How to add ConvLSTM in the detection head of yolov11n for temporal context

@BurhanQ @Jordan_Cooper
I’m working on an object detection system for human intrusion detection. Right now I’m using a YOLO-based model for frame-by-frame detection. The issue I’m facing is false positives when there’s sudden movement in the scene — the model sometimes flags motion artifacts or partial shapes as a person.

To fix this, I want to add temporal context so that the detector remembers information from previous frames and avoids spurious detections. My plan was to:

  • take the YOLO feature maps or head outputs,

  • feed them into an LSTM (or ConvLSTM) to capture temporal information,

  • then output detections that are temporally consistent.

Questions:

  1. Is this approach reasonable for reducing false positives?
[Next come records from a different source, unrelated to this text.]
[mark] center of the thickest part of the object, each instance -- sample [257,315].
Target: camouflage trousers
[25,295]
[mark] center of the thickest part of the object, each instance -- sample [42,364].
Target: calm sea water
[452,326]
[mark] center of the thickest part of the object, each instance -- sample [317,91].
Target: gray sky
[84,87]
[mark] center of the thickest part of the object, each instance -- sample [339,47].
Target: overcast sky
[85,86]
  2. Where exactly is the best place to inject an LSTM (backbone features vs detection head)?

  3. Are there simpler or more robust alternatives — e.g. optical flow, temporal smoothing, or post-processing with a tracker (like ByteTrack/DeepSORT) — instead of modifying YOLO internals?

  4. For real-time inference, how do people usually maintain LSTM state between frames?
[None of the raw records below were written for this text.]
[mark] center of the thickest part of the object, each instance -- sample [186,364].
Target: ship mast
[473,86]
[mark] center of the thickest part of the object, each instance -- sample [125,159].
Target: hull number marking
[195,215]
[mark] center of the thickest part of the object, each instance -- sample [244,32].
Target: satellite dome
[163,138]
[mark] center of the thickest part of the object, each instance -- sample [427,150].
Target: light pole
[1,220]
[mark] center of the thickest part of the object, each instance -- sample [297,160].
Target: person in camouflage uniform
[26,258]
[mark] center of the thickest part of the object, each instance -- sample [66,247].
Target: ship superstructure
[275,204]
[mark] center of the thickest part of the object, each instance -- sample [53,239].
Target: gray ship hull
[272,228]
My end goal is a detector that works better on live video streams, not just individual frames. I’m open to either training-time modifications (YOLO+LSTM end-to-end) or post-processing methods if they’re more practical.
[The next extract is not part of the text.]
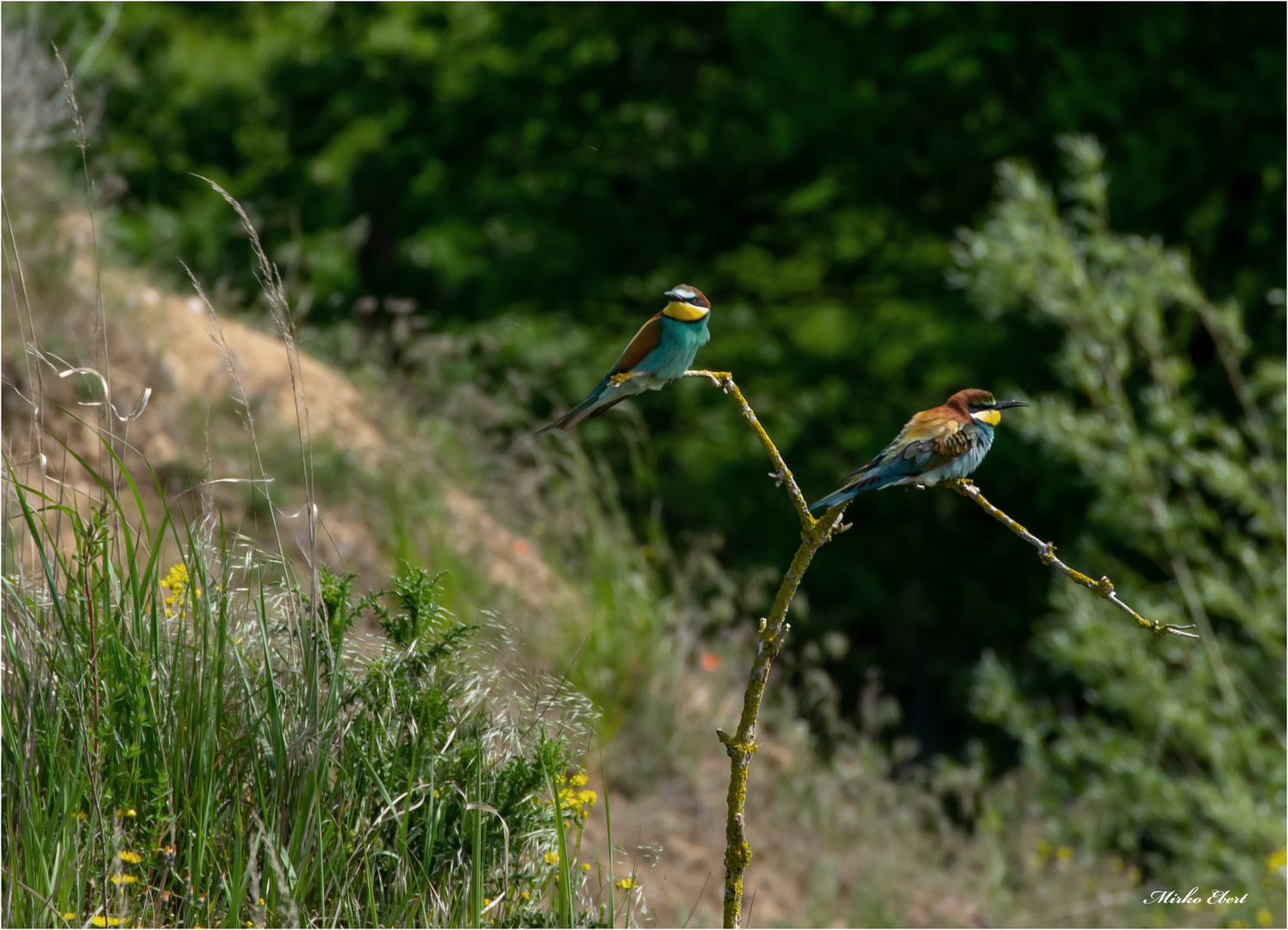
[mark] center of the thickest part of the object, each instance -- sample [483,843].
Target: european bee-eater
[943,442]
[663,350]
Any guidance or examples would be really appreciated!

Thanks in advance!

  1. It can work
  2. It’s complicated enough that it can’t be explained in a response.
  3. Using optical flow or frame difference and using that as the 4th channel and training YOLO is the simplest with the least modifications required.
  4. From what I know, you reset it when there’s no activity. Or reset it after something positive is detected.